I travelled in Kerala last fortnight, seeking answers. I wanted to know what government was doing to meet the drinking water needs of people in this wet-drought state. Searching in villages and academic papers, an anomalous statistic caught my eye. According to 1999 estimations of the National Sample Survey Organisation and the 2001 Census, only 11-14 per cent of rural Kerala had access to potable water supply. But the same data showed some 77-85 per cent of people had drinking water supply.

This discrepancy, I then understood, stems from government parlance. "Coverage of drinking water supply" takes into account government (or publicly) created assets -- pipes, tubewells or handpumps. But people in Kerala depend upon private dugwells, which technically falls outside the scope.

This missing link was confirmed when I asked people. They invariably showed me a dugwell inside the homestead. The problem, they explained, was their well dried up in the 2-3 peak summer months. I then learnt there were an incredible estimated 4.5 million dugwells in the state -- 300 per sq km. These wells tapped the shallow aquifers, a perfect solution since natural recharge is largely poor in this mostly lateritic region. The yield was sufficient to meet household needs in normal times. Clearly these dugwells -- 5-50 metres deep -- were the perfect decentralised source for Keralites. So I wondered: Shouldn't these be integral to drinking water supply programmes?

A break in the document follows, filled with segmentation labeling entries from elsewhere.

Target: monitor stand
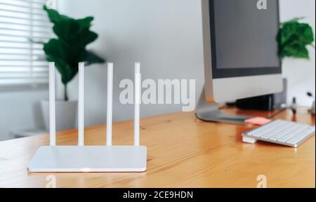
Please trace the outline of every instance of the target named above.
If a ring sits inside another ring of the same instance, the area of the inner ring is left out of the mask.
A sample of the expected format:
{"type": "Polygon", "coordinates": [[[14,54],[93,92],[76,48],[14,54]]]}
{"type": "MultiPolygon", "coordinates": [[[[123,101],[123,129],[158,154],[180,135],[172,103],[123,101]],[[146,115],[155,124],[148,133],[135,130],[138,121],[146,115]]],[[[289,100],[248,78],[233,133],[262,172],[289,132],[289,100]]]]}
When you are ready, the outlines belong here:
{"type": "Polygon", "coordinates": [[[244,123],[246,119],[253,118],[253,116],[250,116],[230,114],[222,112],[216,103],[209,103],[206,102],[204,89],[203,89],[201,93],[199,103],[197,104],[197,116],[199,119],[204,121],[237,124],[246,124],[244,123]]]}

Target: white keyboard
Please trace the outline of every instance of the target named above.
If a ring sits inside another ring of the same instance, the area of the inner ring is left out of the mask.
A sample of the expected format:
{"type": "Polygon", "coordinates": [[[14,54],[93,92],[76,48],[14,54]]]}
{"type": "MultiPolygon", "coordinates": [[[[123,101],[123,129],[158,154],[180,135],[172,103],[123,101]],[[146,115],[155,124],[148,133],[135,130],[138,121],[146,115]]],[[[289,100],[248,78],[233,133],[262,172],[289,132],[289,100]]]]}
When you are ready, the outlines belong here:
{"type": "Polygon", "coordinates": [[[262,140],[297,147],[315,134],[315,126],[276,120],[242,133],[242,141],[254,144],[262,140]]]}

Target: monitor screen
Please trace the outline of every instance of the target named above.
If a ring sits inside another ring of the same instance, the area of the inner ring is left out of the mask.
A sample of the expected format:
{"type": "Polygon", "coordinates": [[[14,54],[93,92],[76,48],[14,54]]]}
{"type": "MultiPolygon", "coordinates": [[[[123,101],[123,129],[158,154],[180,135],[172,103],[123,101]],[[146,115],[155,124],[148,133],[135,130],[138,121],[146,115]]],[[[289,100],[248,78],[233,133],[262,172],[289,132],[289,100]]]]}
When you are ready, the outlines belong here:
{"type": "Polygon", "coordinates": [[[277,0],[210,1],[214,79],[281,73],[277,0]]]}

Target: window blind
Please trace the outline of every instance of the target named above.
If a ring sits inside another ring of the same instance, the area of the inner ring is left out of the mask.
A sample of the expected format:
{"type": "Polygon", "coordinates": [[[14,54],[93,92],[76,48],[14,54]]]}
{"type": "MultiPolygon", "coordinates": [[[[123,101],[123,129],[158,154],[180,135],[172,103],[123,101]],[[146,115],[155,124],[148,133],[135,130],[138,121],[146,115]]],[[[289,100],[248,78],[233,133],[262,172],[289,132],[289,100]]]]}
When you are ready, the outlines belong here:
{"type": "Polygon", "coordinates": [[[0,87],[47,83],[43,43],[52,36],[46,0],[0,0],[0,87]]]}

No. Kerala follows the national norm: rural drinking water supply built around piped water or handpumps. As early as the 1970s, the Central government introduced the accelerated rural water supply programme to give states grants for water supply. In 1986, the programme was revamped as the Technology Mission on Drinking Water and then, in 1991, renamed as the Rajiv Gandhi National Drinking Water Mission. In 1999, the National Democratic Alliance government proclaimed it would provide safe drinking water to all in five years and upgraded the mission. A new department of drinking water supply came up.

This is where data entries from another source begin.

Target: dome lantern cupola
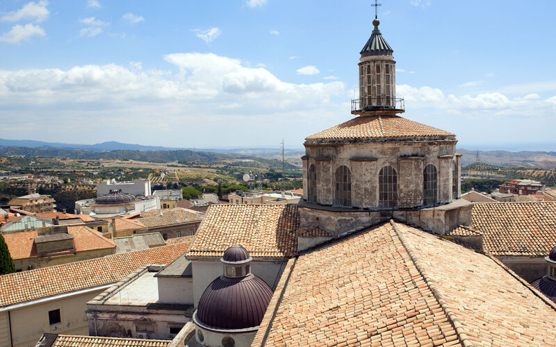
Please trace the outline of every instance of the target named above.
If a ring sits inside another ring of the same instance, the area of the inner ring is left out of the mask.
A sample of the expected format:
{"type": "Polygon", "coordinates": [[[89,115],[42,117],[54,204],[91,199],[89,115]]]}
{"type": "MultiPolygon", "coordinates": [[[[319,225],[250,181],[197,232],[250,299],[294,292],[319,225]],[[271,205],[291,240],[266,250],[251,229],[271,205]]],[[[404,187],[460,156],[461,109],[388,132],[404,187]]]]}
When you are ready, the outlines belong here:
{"type": "Polygon", "coordinates": [[[251,273],[252,260],[241,246],[224,252],[224,273],[205,289],[193,313],[202,346],[251,346],[272,297],[268,285],[251,273]]]}
{"type": "Polygon", "coordinates": [[[395,97],[394,51],[378,28],[376,12],[373,25],[370,37],[359,52],[359,99],[352,101],[352,113],[369,116],[403,112],[404,101],[395,97]]]}

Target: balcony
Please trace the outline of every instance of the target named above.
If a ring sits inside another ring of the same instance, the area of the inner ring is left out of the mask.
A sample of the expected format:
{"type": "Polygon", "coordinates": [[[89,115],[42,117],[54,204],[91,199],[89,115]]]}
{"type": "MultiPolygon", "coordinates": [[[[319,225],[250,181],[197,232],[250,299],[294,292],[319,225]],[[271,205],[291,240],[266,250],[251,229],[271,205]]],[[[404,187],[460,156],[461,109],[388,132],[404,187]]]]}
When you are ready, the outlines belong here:
{"type": "Polygon", "coordinates": [[[366,96],[352,100],[352,113],[359,114],[373,111],[405,111],[405,101],[390,96],[366,96]]]}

By 2002-03, Rs 40,000 crore was spent and over 91.6 per cent of villages fully covered -- that is, they had a source of water 1.6 km from the settlement. But even government officially accepts that this estimation is not worth the paper it is written on. Villages are "covered", but water is not available. Even as government reaches 100,000 settlements each year through pipes and handpumps, it finds another 100,000 -- source dried-up, water quality worsened or pipe broken -- back in the list.

In early 2000, the government addressed these "sustainability" problems through 'reform'. It allocated 20 per cent of the rural water supply funds to quality improvement and keeping the source sustainable, and 15 per cent for operation and maintenance (O&M). But was such reform adequate? The Centre for Development Studies, some years ago, estimated that the entire annual expenditure on the programme -- some Rs 2,000 crore -- was needed to just meet the replacement costs of equipment and for O&M.

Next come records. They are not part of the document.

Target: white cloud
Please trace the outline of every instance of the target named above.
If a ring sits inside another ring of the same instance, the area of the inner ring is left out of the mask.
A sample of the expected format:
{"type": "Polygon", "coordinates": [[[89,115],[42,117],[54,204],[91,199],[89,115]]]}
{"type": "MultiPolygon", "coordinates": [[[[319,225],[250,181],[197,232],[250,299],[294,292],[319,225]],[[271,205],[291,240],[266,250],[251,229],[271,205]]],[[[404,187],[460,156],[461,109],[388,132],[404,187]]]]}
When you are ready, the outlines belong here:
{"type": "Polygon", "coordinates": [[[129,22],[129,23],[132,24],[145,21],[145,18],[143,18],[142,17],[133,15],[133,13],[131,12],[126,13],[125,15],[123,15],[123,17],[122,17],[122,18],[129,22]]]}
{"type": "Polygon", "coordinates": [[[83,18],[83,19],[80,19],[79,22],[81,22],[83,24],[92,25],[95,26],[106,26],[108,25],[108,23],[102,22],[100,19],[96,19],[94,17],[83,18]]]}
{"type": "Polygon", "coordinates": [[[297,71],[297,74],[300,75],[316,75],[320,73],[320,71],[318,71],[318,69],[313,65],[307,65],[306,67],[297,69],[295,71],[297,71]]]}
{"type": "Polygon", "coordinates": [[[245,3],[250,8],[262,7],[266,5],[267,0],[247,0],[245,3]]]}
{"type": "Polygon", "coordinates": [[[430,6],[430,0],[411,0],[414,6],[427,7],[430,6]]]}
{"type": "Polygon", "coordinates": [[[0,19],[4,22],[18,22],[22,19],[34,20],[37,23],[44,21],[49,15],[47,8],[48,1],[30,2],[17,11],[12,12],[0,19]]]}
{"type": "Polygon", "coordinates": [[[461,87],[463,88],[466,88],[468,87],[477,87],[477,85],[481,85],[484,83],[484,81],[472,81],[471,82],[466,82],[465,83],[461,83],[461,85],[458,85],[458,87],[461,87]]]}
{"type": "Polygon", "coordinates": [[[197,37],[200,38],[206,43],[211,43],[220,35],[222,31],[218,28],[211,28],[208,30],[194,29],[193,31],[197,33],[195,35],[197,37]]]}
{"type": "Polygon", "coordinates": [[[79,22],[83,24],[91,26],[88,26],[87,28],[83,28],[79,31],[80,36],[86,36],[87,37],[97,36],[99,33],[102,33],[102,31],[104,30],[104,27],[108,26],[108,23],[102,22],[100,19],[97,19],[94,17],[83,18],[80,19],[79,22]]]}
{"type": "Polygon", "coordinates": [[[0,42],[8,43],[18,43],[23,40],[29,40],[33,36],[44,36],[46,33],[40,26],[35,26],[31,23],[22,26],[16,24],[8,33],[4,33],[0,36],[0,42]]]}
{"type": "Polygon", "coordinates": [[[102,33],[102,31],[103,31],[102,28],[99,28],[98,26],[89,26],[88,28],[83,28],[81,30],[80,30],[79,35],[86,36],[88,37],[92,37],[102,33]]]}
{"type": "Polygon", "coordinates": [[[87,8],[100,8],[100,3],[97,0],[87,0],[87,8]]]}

In late 2002 then prime minister Atal Behari Vajapayee launched with great fanfare the Swajaldhara scheme: now, the "community would own, operate and maintain" the water system. Communities were to contribute 10 per cent to the total capital costs; once completed, panchayats would take over O&M. They would charge for water delivery and recover their costs. The state, downloading its duty, believed the "sustainability and quality" problem plaguing the programme was solved.

In Kerala, the only difference is that the community brings in 15 per cent, the panchayat 10 per cent and the government the remaining 75 per cent of the total project cost. Some Rs 400 crore is allocated for 5 years till 2006; the "beneficiary group" of self-selected households is expected to contribute to and oversee programme implementation. From what I saw, it was clear this approach would improve the quality of service delivery. But sustainability? Here, each household pays roughly Rs 2000 for capital costs and Rs 30-50 per month as electricity costs. The source of the water -- pumped to a tank and then to homes -- is invariably a well some distance away. The problem is that in densely populated Kerala, these wells for private (call it community, if you will, but the arrangement is quite privatised) water supply are a potential source of conflict, with other well-owners in adjoining lands worried about water level decline. Also, if not adequately recharged, the source could dry up, becoming a wasted asset. The cost makes it impossible to replicate across the state.

In this context, let's return to the dugwell. It is a decentralised source. It is cost-effective: over 70-80 per cent households have access to it. Still, government does not begin to plan for it. I would argue that the drinking water programme in Kerala should have been centered around this wealth of 4.5 million dugwells, resolving then the problems of quality and quantity. Kerala also has the largest number of unsanitary toilets, located near water sources. Therefore, the greater need is to invest in better sanitation. By actively harvesting Kerala's massive rainwater endowment to build up aquifers, peak summer shortage could be tempered as well.

But water planners in Kerala, as in the rest of the country, always fail to see what is under their nose. How many such systems have been destroyed wilfully by bureaucracies that failed to see what people were doing to secure their water-future? Will Kerala's dugwells hold out? Provide answers for the new government's (mandatory) to-be-relaunched drinking water mission?